States this year have passed more than a dozen laws that restrict minors’ access to social media networks or pornography sites. Industry trade groups have successfully sued to temporarily block several of those laws.

The F.T.C. began reviewing the children’s privacy rule in 2019, receiving more than 175,000 comments from tech and advertising industry trade groups, video content developers, consumer advocacy groups and members of Congress. The resulting proposal runs more than 150 pages.

Proposed changes include narrowing an exception that allows online services to collect persistent identification codes for children for certain internal operations, like product improvement, consumer personalization or fraud prevention, without parental consent.

The proposed changes would prohibit online operators from employing such user-tracking codes to maximize the amount of time children spend on their platforms. That means online services would not be able to use techniques like sending mobile phone notifications “to prompt the child to engage with the site or service, without verifiable parental consent,” according to the proposal.

How online services would comply with the changes is not yet known. Members of the public have 60 days to comment on the proposals, after which the commission will vote.

The initial reactions by industry trade groups were mixed.

The Software and Information Industry Association, whose members include Amazon, Apple, Google and Meta, said that it was “grateful” for the F.T.C.’s efforts to consider outside input and that the agency’s proposal had cited the group’s recommendations.

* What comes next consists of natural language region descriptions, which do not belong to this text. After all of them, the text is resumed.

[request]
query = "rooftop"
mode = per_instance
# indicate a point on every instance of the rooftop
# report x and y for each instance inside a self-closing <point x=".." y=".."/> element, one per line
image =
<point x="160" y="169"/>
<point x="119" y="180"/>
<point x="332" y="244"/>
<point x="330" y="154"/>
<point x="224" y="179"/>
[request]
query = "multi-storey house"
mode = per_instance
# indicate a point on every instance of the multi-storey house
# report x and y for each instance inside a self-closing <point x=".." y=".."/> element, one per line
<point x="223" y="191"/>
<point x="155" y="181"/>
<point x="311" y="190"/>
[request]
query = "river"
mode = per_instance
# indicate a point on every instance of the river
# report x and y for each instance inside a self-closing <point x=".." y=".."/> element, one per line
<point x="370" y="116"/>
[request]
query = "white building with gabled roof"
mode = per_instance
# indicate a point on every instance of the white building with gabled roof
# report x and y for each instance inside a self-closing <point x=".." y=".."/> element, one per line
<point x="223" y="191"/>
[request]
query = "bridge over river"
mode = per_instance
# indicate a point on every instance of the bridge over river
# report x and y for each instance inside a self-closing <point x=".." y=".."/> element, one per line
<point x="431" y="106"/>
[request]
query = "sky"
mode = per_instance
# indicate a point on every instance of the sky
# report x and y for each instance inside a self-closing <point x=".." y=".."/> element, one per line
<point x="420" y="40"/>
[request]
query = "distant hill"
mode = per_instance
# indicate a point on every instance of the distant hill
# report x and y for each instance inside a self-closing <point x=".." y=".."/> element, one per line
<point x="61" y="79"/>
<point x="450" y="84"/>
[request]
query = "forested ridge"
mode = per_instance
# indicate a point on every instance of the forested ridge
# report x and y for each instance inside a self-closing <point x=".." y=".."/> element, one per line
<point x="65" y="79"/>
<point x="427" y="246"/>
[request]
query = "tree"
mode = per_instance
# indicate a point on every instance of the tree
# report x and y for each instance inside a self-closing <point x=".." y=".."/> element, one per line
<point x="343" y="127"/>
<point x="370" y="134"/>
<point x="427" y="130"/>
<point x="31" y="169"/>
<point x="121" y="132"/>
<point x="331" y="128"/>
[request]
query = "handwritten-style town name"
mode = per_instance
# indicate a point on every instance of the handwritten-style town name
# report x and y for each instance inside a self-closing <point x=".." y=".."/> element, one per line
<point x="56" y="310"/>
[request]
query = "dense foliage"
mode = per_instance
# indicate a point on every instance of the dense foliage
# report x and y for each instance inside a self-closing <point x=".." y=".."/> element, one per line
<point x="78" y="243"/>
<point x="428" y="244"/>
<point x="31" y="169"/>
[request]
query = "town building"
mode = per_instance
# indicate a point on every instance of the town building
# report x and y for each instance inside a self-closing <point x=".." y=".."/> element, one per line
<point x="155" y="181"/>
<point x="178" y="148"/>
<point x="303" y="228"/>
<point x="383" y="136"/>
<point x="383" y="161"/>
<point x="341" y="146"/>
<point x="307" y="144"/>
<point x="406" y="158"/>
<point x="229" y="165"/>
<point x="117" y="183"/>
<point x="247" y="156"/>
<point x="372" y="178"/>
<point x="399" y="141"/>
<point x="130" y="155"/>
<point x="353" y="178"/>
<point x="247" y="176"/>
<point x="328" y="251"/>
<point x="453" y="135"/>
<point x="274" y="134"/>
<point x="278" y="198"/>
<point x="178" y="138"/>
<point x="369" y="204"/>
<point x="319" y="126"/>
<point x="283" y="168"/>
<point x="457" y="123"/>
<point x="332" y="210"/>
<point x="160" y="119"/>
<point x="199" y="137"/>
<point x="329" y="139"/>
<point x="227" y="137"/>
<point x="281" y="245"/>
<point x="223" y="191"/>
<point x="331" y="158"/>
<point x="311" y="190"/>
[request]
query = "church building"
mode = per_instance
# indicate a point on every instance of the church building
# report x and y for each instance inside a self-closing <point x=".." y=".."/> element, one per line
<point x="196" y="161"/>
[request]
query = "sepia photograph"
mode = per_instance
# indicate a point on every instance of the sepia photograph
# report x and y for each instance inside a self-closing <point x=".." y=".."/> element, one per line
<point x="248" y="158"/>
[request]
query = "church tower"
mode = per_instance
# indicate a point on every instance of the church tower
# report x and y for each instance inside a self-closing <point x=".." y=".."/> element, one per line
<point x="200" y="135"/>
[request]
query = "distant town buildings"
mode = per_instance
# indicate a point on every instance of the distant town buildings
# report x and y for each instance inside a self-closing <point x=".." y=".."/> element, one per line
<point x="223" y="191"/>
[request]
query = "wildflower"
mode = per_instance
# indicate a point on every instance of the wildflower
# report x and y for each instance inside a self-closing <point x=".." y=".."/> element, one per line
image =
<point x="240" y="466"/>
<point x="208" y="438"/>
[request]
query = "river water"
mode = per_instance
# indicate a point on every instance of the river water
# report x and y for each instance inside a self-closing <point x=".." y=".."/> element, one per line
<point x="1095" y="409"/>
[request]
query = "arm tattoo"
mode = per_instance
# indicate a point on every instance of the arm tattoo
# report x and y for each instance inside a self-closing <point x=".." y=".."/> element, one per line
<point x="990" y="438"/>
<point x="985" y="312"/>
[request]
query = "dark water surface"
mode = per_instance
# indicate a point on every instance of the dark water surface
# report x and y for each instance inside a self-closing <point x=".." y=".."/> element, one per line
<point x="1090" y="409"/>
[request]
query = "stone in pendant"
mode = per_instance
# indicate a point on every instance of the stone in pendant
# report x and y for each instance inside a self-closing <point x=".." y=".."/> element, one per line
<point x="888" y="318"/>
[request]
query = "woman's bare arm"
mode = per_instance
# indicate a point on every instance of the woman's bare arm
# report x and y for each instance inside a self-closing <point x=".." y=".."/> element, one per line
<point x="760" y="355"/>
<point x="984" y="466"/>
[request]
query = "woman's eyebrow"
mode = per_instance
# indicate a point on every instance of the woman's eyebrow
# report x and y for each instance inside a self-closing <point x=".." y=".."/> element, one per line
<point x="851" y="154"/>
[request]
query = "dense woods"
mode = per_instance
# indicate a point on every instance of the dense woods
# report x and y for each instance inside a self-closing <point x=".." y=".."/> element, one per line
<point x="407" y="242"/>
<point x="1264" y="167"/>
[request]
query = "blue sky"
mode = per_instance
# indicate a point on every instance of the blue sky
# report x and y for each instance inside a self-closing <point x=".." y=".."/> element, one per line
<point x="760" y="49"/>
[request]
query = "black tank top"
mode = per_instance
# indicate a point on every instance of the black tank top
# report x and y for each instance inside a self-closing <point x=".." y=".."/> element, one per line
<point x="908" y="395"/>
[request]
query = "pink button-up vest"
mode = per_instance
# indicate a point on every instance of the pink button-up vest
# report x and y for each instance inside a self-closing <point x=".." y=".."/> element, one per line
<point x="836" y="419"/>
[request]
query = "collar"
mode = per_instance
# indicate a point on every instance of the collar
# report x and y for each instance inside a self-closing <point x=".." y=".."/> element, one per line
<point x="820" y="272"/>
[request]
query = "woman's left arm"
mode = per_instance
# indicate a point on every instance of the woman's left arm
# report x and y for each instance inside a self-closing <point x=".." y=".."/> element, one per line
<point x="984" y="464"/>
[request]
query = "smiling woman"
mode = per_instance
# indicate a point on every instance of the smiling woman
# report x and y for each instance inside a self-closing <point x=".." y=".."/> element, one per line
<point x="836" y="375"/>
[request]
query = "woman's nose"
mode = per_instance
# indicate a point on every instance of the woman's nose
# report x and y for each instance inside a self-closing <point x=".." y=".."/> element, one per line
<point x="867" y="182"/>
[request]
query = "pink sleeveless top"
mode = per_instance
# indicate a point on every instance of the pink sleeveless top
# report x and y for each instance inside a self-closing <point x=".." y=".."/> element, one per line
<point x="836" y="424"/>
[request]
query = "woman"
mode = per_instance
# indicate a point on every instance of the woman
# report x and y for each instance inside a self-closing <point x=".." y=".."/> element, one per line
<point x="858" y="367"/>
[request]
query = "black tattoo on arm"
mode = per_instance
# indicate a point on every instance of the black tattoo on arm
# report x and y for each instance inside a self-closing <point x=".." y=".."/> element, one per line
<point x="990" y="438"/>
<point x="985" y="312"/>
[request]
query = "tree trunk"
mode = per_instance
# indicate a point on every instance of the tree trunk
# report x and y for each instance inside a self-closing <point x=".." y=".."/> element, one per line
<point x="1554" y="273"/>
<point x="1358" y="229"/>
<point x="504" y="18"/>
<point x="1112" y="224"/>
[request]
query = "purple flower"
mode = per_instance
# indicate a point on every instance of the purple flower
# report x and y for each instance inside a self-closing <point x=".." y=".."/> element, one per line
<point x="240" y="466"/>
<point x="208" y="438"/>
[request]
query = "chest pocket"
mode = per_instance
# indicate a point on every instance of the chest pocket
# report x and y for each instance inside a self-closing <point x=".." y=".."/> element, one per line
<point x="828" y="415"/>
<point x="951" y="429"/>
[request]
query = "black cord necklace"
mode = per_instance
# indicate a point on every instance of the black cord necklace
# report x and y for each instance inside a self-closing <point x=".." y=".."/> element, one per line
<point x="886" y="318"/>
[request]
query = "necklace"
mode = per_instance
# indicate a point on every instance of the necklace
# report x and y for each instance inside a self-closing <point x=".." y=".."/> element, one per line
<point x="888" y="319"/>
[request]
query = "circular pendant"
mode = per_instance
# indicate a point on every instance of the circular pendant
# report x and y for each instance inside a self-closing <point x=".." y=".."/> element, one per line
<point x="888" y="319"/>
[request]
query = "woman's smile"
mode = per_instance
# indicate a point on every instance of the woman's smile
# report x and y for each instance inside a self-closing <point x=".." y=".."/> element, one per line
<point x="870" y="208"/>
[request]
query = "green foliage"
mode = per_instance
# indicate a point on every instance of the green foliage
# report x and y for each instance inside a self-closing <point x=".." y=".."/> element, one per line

“We are interested in participating in the next phase of the effort and hopeful the F.T.C. will take a similarly thoughtful approach,” Paul Lekas, the group’s head of global public policy, said in an email.

NetChoice, whose members include TikTok, Snap, Amazon, Google and Meta, by contrast, said the agency’s proposed changes went too far by setting defaults that parents might not want. The group has sued several states to block new laws that would limit access to online services by minors.

“With this new rule, the F.T.C. is overriding the wishes of parents,” Carl Szabo, the group’s general counsel, said in a statement. It “will make it even harder for websites to provide necessary services to children as approved by their parents.”